You’ve heard of Parov Stelar, whether or not you know it.
The Austrian composer/producer’s music has appeared on two high-profile commercials in the US, with his track “Booty Swing” appearing on the Cosmopolitan of Las Vegas resort and casino ad, and “Chambermaid Swing” in a Bacardi commercial. Both were used to capture the sophisticated party mood of the roaring 20s with a hint of modern programming, and indeed, Parov charmed the rum-drinking, hotel-dwelling public.
The music of Parov Stelar has been so beloved over his 14+ year career that he even helped coined the term “electro swing” and essentially built a movement. Though, his gorgeous classic genre hodge podge two-part album The Princess is far from strictly a convenient blend of two genres. We spoke to him about pigeonholing, about Austria, and about playing with a real band with real instruments.
This has been a pretty damn successful year for you. You’ve been doing this a long time though, so would you say that this has been a pivotal year in your career, specifically stateside, or just another wave of people recognizing your music?
Yes that’s true.. 2012 was pretty successful indeed, but it was a long way. I started releasing Music as Parov Stelar in 2004 and every year and every release was important to build my career. I’m very happy about what we achieved and fortunately things get still bigger. It’s fantastic that people from the states are starting listening to my music and brands use my tracks in their commercials. I think everything happens at the right time, so it’s probably the best decision to start touring in the states this year.
Your songs that have been used in commercials are conveying a certain aesthetic and time period, mixed with a libertine attitude. Is that something you intended when you worked on The Princess? (and for that matter, your previous releases)
I would definitely say about myself that I have a libertine attitude. When I started making music nobody believed in my sound, that’s why I founded my own label. I’ve always tried to find my individual fulfillment in producing music.. and the longer I did it the more people got interested in it. I adore sounds and aesthetics from jazz to funk, hip-hop or house music and always try to create my own aesthetic in the end. Usually I work with lots of samples, so it’s the art of sampling old sounds combined with a modern attitude.
What inspired your video for “The Princess”?

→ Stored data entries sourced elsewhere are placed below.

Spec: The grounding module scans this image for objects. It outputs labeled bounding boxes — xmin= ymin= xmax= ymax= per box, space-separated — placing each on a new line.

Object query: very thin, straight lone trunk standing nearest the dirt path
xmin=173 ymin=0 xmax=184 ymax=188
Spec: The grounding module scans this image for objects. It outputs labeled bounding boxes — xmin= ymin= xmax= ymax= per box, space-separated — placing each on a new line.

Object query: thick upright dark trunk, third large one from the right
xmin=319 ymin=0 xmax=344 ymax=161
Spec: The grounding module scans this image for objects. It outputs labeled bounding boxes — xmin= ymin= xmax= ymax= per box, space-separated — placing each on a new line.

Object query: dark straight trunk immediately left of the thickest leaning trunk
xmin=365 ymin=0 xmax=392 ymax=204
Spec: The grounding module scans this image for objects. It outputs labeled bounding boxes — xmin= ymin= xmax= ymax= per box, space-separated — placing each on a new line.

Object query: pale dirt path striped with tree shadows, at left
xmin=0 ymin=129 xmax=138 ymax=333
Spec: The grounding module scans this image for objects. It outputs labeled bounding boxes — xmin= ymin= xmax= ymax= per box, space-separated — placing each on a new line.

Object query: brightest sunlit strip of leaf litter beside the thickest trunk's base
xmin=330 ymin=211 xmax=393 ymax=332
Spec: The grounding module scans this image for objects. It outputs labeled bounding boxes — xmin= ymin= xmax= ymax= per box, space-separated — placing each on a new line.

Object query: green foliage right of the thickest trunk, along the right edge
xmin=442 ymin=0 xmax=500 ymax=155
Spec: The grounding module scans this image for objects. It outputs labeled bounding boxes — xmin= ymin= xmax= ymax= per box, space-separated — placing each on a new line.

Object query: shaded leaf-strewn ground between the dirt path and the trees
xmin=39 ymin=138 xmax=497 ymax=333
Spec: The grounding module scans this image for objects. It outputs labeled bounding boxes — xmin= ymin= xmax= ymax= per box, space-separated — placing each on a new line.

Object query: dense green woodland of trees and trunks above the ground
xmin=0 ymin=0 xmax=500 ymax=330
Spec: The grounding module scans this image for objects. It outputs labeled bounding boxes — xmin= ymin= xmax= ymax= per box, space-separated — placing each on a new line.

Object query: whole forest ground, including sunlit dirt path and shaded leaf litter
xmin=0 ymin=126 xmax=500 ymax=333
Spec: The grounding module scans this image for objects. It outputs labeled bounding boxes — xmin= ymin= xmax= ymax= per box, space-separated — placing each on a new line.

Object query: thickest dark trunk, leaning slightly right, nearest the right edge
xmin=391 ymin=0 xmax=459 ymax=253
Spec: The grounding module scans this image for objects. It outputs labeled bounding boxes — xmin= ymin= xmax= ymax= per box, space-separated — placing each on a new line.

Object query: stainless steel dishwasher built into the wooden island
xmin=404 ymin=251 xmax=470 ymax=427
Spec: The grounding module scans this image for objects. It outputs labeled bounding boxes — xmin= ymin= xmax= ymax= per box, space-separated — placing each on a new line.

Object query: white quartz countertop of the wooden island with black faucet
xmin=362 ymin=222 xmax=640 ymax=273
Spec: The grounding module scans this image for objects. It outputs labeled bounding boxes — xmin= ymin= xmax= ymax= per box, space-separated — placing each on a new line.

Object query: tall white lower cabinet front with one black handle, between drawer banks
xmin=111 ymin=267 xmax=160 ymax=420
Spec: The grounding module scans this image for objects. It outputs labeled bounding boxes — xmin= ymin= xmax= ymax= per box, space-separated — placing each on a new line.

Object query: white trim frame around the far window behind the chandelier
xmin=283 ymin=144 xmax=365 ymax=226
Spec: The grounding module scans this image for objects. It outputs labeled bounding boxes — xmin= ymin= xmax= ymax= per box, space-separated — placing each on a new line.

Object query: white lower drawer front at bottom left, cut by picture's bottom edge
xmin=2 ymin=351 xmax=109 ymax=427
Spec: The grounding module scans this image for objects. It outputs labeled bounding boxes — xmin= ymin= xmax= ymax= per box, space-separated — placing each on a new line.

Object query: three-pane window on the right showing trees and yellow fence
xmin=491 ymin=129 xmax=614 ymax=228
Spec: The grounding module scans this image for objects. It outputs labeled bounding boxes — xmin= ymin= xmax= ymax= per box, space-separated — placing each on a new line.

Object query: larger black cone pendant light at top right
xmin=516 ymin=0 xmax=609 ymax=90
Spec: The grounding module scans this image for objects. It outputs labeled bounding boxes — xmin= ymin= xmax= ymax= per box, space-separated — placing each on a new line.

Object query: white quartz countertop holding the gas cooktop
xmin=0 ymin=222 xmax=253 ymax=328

First of all “The Princess” as an album and track title stands for glamour and glitter and everything people associate with the life of a princess or with the life of a musician. But it also stands for much darker aspects you might not see on the first view. The pressure of being stuck in a role and having to fulfill expectations is not easy. And that’s what it is about….The video gives you the chance to think about the life of the Princess and to interpret it in your own way.
How much crate-digging (digging for old records) do you do for your live DJ sets and inspiration? What kinds of records do you usually look for?

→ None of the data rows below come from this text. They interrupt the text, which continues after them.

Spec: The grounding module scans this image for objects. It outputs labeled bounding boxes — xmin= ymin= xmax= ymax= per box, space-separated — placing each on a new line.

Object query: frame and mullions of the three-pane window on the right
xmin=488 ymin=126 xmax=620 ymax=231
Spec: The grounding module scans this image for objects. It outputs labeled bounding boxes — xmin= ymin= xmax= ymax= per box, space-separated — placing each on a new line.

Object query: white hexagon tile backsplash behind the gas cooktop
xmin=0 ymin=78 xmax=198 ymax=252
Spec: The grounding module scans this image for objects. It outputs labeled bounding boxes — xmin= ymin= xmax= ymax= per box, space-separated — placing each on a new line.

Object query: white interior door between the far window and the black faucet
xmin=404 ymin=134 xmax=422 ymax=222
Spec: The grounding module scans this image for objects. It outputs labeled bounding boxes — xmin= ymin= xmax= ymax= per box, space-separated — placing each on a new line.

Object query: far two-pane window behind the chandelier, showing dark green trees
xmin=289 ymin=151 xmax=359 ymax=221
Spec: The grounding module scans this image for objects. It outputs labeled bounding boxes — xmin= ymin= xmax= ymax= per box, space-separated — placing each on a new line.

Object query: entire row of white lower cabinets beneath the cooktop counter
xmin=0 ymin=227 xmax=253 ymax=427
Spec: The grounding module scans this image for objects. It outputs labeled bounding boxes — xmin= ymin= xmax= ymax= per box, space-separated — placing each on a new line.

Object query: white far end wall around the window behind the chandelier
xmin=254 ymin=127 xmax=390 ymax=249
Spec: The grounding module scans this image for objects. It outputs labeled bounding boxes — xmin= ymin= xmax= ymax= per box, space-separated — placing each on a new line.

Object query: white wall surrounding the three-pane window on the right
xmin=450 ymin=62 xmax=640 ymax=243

I’m really a vinyl lover, and I’m looking for everything that inspires me in any way. It doesn’t matter if it’s a swing or a funk track. But I also like the digital world and the fact of having every track available through a cloud whenever and wherever I am. I’ve been travelling too much and I’m tired of carrying vinyl cases around. My DJ sets nowadays include live saxophone and live trumpets. This is the way I get the analog sounds from and I like it.
What do you feel about the term “electro swing”? Of course it’s pretty descriptive in more obvious cases, but it sounds almost gimmicky and simplistic, considering how many places your music goes. What do you think?
I totally agree with you. I think it’s seven years ago when I spoke to a French journalist. He asked me how I would describe the genre of some of my tracks and I said “electro swing.” It’s true there are some aspects of electro swing in some of my tracks for sure.. but I have much more variety in sound beside electro swing. That’s why I wouldn’t describe myself as an electro swing artist nowadays.
What initially got you into the more classic genres?
Ever since I started listening to music I was interested in classic genres. I like the quality and the sounds of the old classic stuff. It was mostly recorded in an easy way with less technical equipment, which gives it a warm and organic sound. Combined with cold digital electronic sounds it’s a perfect mixture.
Has Austria been good to you?
Haha…good question…I would say Austria is divided in two parts. On the one hand there are so many fans who have supported me and gone to all my concerts. That’s amazing. And on the other hand there are the media guys who almost ignored me for a long time. Even today it’s pretty difficult for me to get radio airplay for example. But the situation is getting better. All together I think becoming famous in Austria as an Austrian is not easy.
What, as a programmer, have you learned from playing with a live band with arrangements? What do you think producer/DJs today can learn from being around trained live musicians?
First of all, live musicians are not machines even if they sometimes seem to be. Live shows become simply organic and unique every time. On the other hand, you’re not as flexible as a single DJ. And I’ve learned it’s much more fun to travel around with other people and share situations with them. I mean a computer is and always will be a computer and being on the road with a couple of friends is a brilliant feeling.
What’s next for Parov Stelar?
Where should I start? There are so many things planned for the next year(s). My band and I will keep on doing what we do best, without stopping our personal and artistic development. We’d like to come to the states more often from now on, but I also want to spend as much time as possible with my wife and my son who is just three months young. I really look forward to the future and want to make people happy with my music and try to spread as much love as possible around the world.